Recent grad earns ‘New Ag Educator’ award

Justin Wiedower, a graduate of Southern Arkansas University, has been honored with the Outstanding New Ag Educator award by Arkansas Farm Bureau.
He completed his Agricultural Science bachelor’s degree in 2012 and his master’s in Agricultural Education in 2014. Now a teacher at Clinton High School in Clinton, Ark., Wiedower said he has warm memories of SAU.

“I love how SAU was so much like a family,” he said.

Wiedower was honored for his work at Clinton High during Arkansas Farm Bureau’s 82nd annual convention on Dec. 1 at the Hot Springs Convention Center.
A release from Arkansas Farm Bureau stated that Wiedower “established a successful and competitive livestock showing program at Lead Hill High School” before moving on to further success at Clinton High. Wiedower said he was notified by Andy Guffey of Arkansas Farm Bureau that he had won the award.

“This has been a personal goal of mine ever since I was a high school student and watched men and women I looked up to as Ag teachers receive this award,” he said.

Wiedower, a graduate of Quitman High School in Quitman, Ark., is in his second year at Clinton High, teaching Plant Science, Greenhouse Management, Horticulture, Nursery Landscape, Veterinary Science, Leadership and Intro to World Agriculture (8th grade).

“The Ag program at Clinton is one of the best in the state, and, for that reason, I wanted to try to get a job here,” Wiedower said. His success in turning around the program at Lead Hill was integral to his application to Clinton High.

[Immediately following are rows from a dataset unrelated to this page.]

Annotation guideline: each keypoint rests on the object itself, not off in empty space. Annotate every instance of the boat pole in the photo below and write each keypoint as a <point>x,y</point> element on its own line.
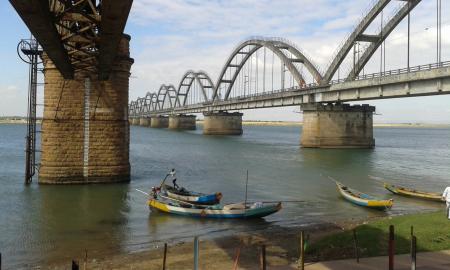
<point>413,252</point>
<point>391,247</point>
<point>246,186</point>
<point>302,251</point>
<point>355,241</point>
<point>262,258</point>
<point>196,253</point>
<point>165,256</point>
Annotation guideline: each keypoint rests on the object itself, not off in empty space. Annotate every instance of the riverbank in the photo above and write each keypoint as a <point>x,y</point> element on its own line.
<point>325,242</point>
<point>376,125</point>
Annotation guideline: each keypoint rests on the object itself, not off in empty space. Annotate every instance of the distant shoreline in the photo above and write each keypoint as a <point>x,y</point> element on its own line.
<point>22,120</point>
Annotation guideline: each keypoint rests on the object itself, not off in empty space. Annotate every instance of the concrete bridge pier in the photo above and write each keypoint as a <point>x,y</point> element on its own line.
<point>222,123</point>
<point>144,121</point>
<point>159,121</point>
<point>135,121</point>
<point>85,126</point>
<point>337,126</point>
<point>182,122</point>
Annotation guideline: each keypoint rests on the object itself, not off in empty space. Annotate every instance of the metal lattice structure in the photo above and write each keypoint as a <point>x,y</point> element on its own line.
<point>77,35</point>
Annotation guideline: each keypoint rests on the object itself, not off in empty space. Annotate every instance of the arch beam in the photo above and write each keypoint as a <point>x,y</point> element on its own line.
<point>384,33</point>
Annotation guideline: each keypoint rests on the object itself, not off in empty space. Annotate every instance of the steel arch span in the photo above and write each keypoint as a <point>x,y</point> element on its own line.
<point>374,40</point>
<point>186,84</point>
<point>166,97</point>
<point>278,47</point>
<point>150,102</point>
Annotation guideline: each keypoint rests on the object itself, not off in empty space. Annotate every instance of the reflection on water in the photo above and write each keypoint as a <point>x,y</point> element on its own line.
<point>41,223</point>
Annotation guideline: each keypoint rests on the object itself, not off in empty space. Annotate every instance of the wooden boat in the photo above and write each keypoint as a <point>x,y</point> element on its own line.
<point>190,196</point>
<point>237,210</point>
<point>362,199</point>
<point>437,197</point>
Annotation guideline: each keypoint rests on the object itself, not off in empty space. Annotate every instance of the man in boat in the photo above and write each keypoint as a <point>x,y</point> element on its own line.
<point>175,185</point>
<point>446,197</point>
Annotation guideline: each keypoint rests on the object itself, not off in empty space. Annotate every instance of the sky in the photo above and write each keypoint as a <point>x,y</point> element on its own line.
<point>171,37</point>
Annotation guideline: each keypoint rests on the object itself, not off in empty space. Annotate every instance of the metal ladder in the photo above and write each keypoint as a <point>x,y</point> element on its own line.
<point>30,51</point>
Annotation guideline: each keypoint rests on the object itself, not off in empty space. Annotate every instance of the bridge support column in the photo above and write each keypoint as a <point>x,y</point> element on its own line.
<point>182,122</point>
<point>159,121</point>
<point>85,128</point>
<point>144,121</point>
<point>222,123</point>
<point>337,126</point>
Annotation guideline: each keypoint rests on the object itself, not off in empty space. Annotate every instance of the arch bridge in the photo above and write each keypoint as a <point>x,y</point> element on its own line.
<point>248,80</point>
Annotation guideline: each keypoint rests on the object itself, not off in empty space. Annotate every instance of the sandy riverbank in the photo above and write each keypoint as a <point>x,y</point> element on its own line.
<point>377,125</point>
<point>215,253</point>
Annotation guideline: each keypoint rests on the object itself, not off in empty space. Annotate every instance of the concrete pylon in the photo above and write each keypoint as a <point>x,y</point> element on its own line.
<point>182,122</point>
<point>135,121</point>
<point>144,121</point>
<point>85,128</point>
<point>337,126</point>
<point>222,123</point>
<point>159,121</point>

“That program increased from zero FFA (Future Farmers of America) members to more than 60,” he said. “After two years, we had more than 45 students on our competitive livestock showing program, which has qualified for state contest each year.”

Wiedower said he measures his success as a teacher by the FFA mission statement, which seeks to “make a positive difference in the lives of students by developing their potential for premier leadership, personal growth and career success through agricultural education.” “I feel that is a great statement for us Ag teachers to follow,” Wiedower said. “I hope my students learn a work ethic while in my classes or in FFA.”

Wiedower spoke highly of his experience at SAU, which he said prepared him for a career in education. He said that Dr. Jeffry Miller, associate professor of agriculture and chair of the Department of Agriculture, was instrumental in his decision to enroll at SAU.

“He called me and asked if I was interested and at first I said no,” Wiedower said. “He asked me if I would come tour the campus, and after my tour, I decided I would give it a try. It was one of the best decisions I ever made. I am constantly trying to recruit students to SAU; it’s a great place.”

He said Dr. Copie Moore, assistant professor of agricultural science; Dr. David Sanson, associate professor of agriculture; and John Gentry, instructor of agricultural mechanics, were “three very important people in my life at SAU.”

He said they “not only cared for me as a student but as a person. They will never know how greatly they impacted my life. I looked up to and admired each of them for different reasons, and I would not be where I am today if not for these three. I’m so pleased to not only be able to call them my professors but lifelong friends.”

Wiedower and his wife, Taylor, live in Clinton and were married this past summer. “She is the love of my life,” he said.